I'm from the old school of painting. Three washes and a spin. Can't afford to leave the water running in order to clean a lousy roller sleeve. And if it's the end of the day, I just soak it in water and spin before painting the following day.

In the last thirty years of painting, roller sleeves have never registered as an issue for me. However, I'm kind of a brute when it comes to painting. I don't comb my brush's hair, or spend a whole lot of time nurturing a roller sleeve in hopes that it becomes a better performer. 

Use and abuse baby...I know...pretty ugly.


----------



## stl911 (Jul 16, 2014)

Jmayspaint said:


> Spin them out with a hose.


i saw people use hose on youtube, however, when i paint apartment the hose is not work as most balcony does not have water pipe, but thanks for sharing


----------



## radio11 (Aug 14, 2015)

Do you have a hose that works back at the shop or at home?


Sent from my iPhone using Tapatalk


----------



## straight_lines (Oct 17, 2007)

We keep them wet. 18's will fit in a six gallon bucket.


----------



## SemiproJohn (Jul 29, 2013)

Try a price increase that will allow you to throw away the roller covers. Occasionally I will clean out a mini-roller cover, but I chuck the rest.


----------



## beedoola (May 18, 2015)

Relevant thread. I couldn't clean mine very well either. Ended up tossing them.


----------



## Gwarel (May 8, 2012)

Scrape it out with a 5 in 1 and let it soak in a bucket of water. Overnight the solids will end up in the bottom of the bucket. Spin to win.

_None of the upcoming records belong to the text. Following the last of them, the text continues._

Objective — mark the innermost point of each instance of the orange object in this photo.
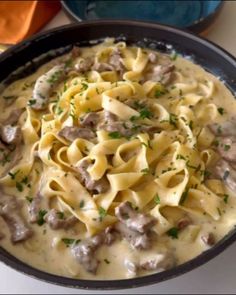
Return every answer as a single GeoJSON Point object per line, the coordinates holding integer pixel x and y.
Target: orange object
{"type": "Point", "coordinates": [20, 19]}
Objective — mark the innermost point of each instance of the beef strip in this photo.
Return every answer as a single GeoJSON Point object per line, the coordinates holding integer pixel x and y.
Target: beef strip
{"type": "Point", "coordinates": [116, 60]}
{"type": "Point", "coordinates": [90, 120]}
{"type": "Point", "coordinates": [165, 261]}
{"type": "Point", "coordinates": [184, 222]}
{"type": "Point", "coordinates": [13, 117]}
{"type": "Point", "coordinates": [10, 134]}
{"type": "Point", "coordinates": [84, 253]}
{"type": "Point", "coordinates": [136, 239]}
{"type": "Point", "coordinates": [226, 146]}
{"type": "Point", "coordinates": [102, 67]}
{"type": "Point", "coordinates": [10, 212]}
{"type": "Point", "coordinates": [209, 239]}
{"type": "Point", "coordinates": [72, 133]}
{"type": "Point", "coordinates": [44, 86]}
{"type": "Point", "coordinates": [84, 65]}
{"type": "Point", "coordinates": [95, 186]}
{"type": "Point", "coordinates": [227, 128]}
{"type": "Point", "coordinates": [55, 222]}
{"type": "Point", "coordinates": [134, 220]}
{"type": "Point", "coordinates": [224, 171]}
{"type": "Point", "coordinates": [35, 207]}
{"type": "Point", "coordinates": [125, 128]}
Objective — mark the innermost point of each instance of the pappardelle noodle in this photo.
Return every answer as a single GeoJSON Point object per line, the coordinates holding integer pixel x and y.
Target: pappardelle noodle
{"type": "Point", "coordinates": [116, 162]}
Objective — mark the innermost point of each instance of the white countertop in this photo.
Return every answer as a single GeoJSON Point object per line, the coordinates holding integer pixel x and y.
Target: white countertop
{"type": "Point", "coordinates": [216, 277]}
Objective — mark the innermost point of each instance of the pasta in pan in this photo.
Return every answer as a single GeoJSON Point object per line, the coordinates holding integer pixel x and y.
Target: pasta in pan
{"type": "Point", "coordinates": [116, 156]}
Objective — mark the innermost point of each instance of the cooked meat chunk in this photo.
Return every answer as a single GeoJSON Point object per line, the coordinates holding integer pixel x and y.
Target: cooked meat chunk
{"type": "Point", "coordinates": [84, 253]}
{"type": "Point", "coordinates": [72, 133]}
{"type": "Point", "coordinates": [162, 73]}
{"type": "Point", "coordinates": [224, 171]}
{"type": "Point", "coordinates": [227, 128]}
{"type": "Point", "coordinates": [10, 212]}
{"type": "Point", "coordinates": [116, 60]}
{"type": "Point", "coordinates": [84, 65]}
{"type": "Point", "coordinates": [184, 222]}
{"type": "Point", "coordinates": [152, 57]}
{"type": "Point", "coordinates": [135, 221]}
{"type": "Point", "coordinates": [96, 186]}
{"type": "Point", "coordinates": [35, 207]}
{"type": "Point", "coordinates": [4, 152]}
{"type": "Point", "coordinates": [90, 120]}
{"type": "Point", "coordinates": [55, 222]}
{"type": "Point", "coordinates": [44, 86]}
{"type": "Point", "coordinates": [209, 239]}
{"type": "Point", "coordinates": [13, 117]}
{"type": "Point", "coordinates": [136, 239]}
{"type": "Point", "coordinates": [102, 67]}
{"type": "Point", "coordinates": [10, 134]}
{"type": "Point", "coordinates": [226, 146]}
{"type": "Point", "coordinates": [160, 262]}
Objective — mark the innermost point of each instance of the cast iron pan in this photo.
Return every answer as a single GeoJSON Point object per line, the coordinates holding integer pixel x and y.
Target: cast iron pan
{"type": "Point", "coordinates": [205, 53]}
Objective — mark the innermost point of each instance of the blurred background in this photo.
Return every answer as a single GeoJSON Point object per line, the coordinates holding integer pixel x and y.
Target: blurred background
{"type": "Point", "coordinates": [214, 20]}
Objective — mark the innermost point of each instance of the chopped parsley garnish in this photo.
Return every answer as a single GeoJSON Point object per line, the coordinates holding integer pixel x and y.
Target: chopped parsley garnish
{"type": "Point", "coordinates": [29, 199]}
{"type": "Point", "coordinates": [102, 213]}
{"type": "Point", "coordinates": [145, 170]}
{"type": "Point", "coordinates": [19, 186]}
{"type": "Point", "coordinates": [227, 147]}
{"type": "Point", "coordinates": [114, 134]}
{"type": "Point", "coordinates": [41, 214]}
{"type": "Point", "coordinates": [221, 111]}
{"type": "Point", "coordinates": [157, 199]}
{"type": "Point", "coordinates": [60, 215]}
{"type": "Point", "coordinates": [184, 197]}
{"type": "Point", "coordinates": [145, 113]}
{"type": "Point", "coordinates": [68, 242]}
{"type": "Point", "coordinates": [173, 233]}
{"type": "Point", "coordinates": [226, 197]}
{"type": "Point", "coordinates": [81, 204]}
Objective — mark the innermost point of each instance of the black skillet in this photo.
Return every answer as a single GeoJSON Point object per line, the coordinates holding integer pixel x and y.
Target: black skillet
{"type": "Point", "coordinates": [160, 37]}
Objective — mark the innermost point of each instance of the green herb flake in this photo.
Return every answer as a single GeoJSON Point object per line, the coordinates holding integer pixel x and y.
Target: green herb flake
{"type": "Point", "coordinates": [157, 199]}
{"type": "Point", "coordinates": [102, 213]}
{"type": "Point", "coordinates": [29, 199]}
{"type": "Point", "coordinates": [114, 134]}
{"type": "Point", "coordinates": [145, 113]}
{"type": "Point", "coordinates": [221, 111]}
{"type": "Point", "coordinates": [173, 233]}
{"type": "Point", "coordinates": [41, 214]}
{"type": "Point", "coordinates": [227, 147]}
{"type": "Point", "coordinates": [19, 187]}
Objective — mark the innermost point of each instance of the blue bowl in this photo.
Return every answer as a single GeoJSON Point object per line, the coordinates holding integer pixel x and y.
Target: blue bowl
{"type": "Point", "coordinates": [193, 15]}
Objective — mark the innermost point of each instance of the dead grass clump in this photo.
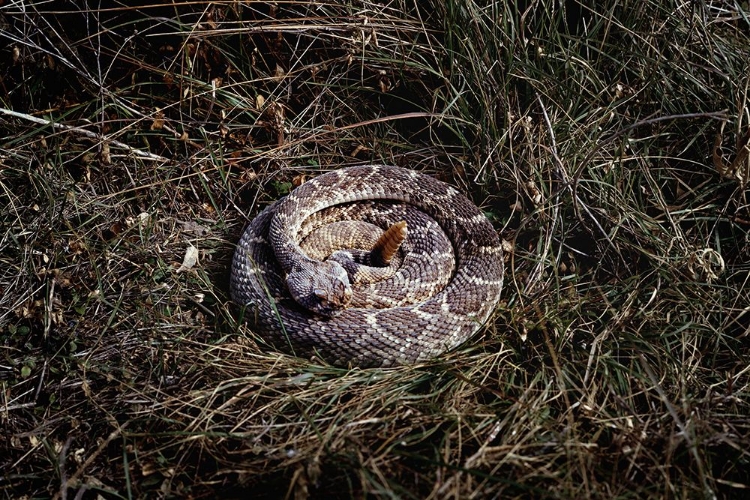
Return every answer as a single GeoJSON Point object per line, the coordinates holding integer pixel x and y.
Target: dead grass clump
{"type": "Point", "coordinates": [606, 142]}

If you want to put it up for another day, leave it on the spinner and spin it with a hose. Works with all types of covers.


----------



## Pete Martin the Painter (Nov 8, 2012)

I use to clean, now I wrap in saran wrap if I need to use it more than one day, then let the paint dry and toss. Not woth the time to clean plus putting all that paint into the enviroment cannot be good. And I think the qaulity of the roller lessens after it is cleaned. If it is small job, I might clean and then use to apply primer.


----------



## Pete Martin the Painter (Nov 8, 2012)

vermontpainter said:


> Dave
> 
> That is a very good question, and I wont try to speak for NEPS, but I think there are some answers to why a member wouldnt be obliged to post his best strategies on the forum.
> 
> There are so many universal challenges, particularly to marketing - like mailing list generation - that when you find a unique solution and get it to work for you, its almost like proprietary information that you would gladly share with noncompeting colleagues in other markets, but may not feel comfortable sticking on a thread for the world to see. Solving marketing and sales challenges is difficult, and when you do, it gives you a position of differentiation that places you slightly ahead of the curve in your market, and that might make you hesitant to make it readily available to the whole wide world wide web. There are so many people who roll through looking for quick solutions, but never contribute anything meaningful. Just a thought.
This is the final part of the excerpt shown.